The Spaniard was flying that weekend, however he ended up in the barriers at the start of the session: it seemed innocuous enough, but once the car was back in the pits, it was found that the chassis was damaged beyond repair and would have to be changed. The Spaniard was therefore unable to take part in qualifying and the next day produced a spirited climb up the order, which took him from a pit lane start to sixth at the flag. A similar performance, which ended with a result one place better than that, was produced by Michael Schumacher in 2006. The German also started from pit lane, after being sent to the bottom of the qualifying time sheet following the famous incident at Rascasse. He fought his way back to fifth behind the man who was his Ferrari team-mate for so many years, Rubens Barrichello.

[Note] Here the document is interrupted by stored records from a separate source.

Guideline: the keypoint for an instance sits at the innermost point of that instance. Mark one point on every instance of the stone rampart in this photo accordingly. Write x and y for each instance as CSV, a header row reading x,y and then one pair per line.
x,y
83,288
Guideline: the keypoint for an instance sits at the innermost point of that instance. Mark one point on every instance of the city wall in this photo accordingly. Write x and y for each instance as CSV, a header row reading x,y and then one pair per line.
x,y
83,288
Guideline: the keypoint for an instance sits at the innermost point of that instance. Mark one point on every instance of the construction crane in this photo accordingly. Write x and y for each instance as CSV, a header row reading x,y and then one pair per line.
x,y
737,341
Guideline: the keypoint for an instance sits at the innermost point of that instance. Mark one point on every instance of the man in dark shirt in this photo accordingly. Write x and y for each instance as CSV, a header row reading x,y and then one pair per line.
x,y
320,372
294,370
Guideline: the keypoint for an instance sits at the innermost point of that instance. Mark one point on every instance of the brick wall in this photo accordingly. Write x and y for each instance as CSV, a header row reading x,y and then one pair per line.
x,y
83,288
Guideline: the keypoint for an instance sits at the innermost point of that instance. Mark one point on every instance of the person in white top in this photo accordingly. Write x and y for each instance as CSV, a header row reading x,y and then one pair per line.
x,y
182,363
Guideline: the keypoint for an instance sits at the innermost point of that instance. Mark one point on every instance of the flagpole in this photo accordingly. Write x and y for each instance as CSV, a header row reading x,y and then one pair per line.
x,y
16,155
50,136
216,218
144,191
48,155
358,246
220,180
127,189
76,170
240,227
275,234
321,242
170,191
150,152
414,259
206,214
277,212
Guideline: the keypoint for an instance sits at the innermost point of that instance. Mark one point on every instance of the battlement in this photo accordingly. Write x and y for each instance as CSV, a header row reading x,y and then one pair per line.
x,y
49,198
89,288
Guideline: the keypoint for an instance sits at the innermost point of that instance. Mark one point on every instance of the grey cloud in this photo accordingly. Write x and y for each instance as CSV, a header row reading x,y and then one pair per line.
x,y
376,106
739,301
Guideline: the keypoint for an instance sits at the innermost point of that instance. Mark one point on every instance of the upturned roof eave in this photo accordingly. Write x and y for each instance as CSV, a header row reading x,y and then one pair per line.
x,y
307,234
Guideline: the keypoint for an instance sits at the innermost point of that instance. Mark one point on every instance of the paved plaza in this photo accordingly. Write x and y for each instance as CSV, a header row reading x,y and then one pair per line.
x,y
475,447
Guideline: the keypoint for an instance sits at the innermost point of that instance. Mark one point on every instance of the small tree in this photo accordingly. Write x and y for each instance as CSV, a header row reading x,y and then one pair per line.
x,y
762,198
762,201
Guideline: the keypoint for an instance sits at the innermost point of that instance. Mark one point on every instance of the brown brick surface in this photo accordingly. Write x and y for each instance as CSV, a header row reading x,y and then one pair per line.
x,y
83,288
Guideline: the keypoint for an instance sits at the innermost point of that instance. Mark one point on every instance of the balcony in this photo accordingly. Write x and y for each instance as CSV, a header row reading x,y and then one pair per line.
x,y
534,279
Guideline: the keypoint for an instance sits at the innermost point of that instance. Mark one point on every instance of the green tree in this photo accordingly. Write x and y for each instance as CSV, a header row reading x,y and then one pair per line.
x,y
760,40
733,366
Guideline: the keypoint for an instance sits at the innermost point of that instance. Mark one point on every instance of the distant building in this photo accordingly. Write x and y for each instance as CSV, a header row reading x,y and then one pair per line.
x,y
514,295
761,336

Taking pole at Monaco usually means the win is in your sights, as indeed has happened in 26 of the 59 races held in the Principality to date. From 2004 to 2012, the pole man only failed to win once and if further evidence of Ferrari’s lack of success in this race is needed, the exception that proved the rule was provided by Felipe Massa who, on the Saturday in 2008, produced a fantastic lap at what can now be considered his second home race.
The next day, the race started in the wet, but things did not go as planned and furthermore, the gods of fortune concentrated on helping the Brazilian’s main rival for the title, Lewis Hamilton, as much as possible, with the Englishman winning the day. Felipe finished third, just as he had done the previous year.

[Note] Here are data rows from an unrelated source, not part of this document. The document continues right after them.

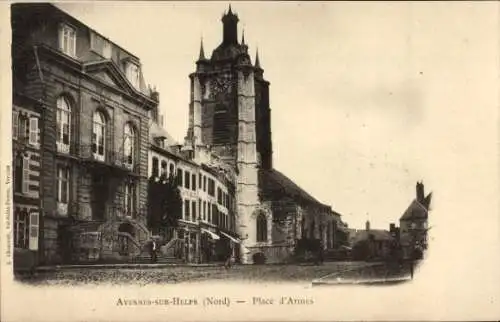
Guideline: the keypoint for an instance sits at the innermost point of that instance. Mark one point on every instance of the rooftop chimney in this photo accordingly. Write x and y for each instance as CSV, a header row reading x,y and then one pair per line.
x,y
420,192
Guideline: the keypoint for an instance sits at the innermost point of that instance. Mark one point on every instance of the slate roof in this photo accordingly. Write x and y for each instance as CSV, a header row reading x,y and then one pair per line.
x,y
378,234
415,211
274,185
157,131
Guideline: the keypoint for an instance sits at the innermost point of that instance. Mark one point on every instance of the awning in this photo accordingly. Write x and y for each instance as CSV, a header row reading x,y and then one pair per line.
x,y
213,235
231,238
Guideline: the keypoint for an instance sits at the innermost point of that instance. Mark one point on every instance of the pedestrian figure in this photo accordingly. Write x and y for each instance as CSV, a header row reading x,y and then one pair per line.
x,y
229,260
153,250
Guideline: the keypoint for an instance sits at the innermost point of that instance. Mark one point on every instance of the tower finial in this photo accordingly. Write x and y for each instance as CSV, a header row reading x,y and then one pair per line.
x,y
202,51
257,61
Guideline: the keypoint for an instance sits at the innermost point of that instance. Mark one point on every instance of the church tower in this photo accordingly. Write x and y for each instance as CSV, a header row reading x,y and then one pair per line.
x,y
229,111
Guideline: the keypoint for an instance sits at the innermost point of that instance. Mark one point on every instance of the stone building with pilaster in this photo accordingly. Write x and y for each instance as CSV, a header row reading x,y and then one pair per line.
x,y
230,114
94,135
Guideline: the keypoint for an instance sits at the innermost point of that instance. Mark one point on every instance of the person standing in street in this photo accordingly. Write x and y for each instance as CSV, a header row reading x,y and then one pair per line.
x,y
153,250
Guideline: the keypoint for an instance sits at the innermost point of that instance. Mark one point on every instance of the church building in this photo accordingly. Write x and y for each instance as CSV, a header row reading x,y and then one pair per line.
x,y
230,114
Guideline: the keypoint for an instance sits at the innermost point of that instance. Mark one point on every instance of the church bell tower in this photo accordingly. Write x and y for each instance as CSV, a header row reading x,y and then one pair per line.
x,y
229,111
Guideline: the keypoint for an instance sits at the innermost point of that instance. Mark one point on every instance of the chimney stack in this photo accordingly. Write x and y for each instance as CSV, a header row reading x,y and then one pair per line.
x,y
420,192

All this means that the Scuderia has a total of eight wins in the Monaco Grand Prix. Apart from the first one, with Maurice Trintignant in 1955, all the others are bunched together in two clearly defined cycles in the history of the team. From 1975 to 1981, Ferrari won four times: twice with Niki Lauda (1975 and 1976,) once with Jody Scheckter (1979) and once with Gilles Villeneuve (1981.) Sixteen years would go by before a Prancing Horse triumphed in the Principality again: in 1997, Schumacher took the first of his three Monegasque wins at the wheel of a Ferrari.
Then in 1999 he headed a one-two with Eddie Irvine and in 2001 came the aforementioned double with Rubens Barrichello. Strangely, only one of these eight wins, Lauda’s second, came in a year that was an even number: given this is 2013, maybe it’s time to cross our fingers!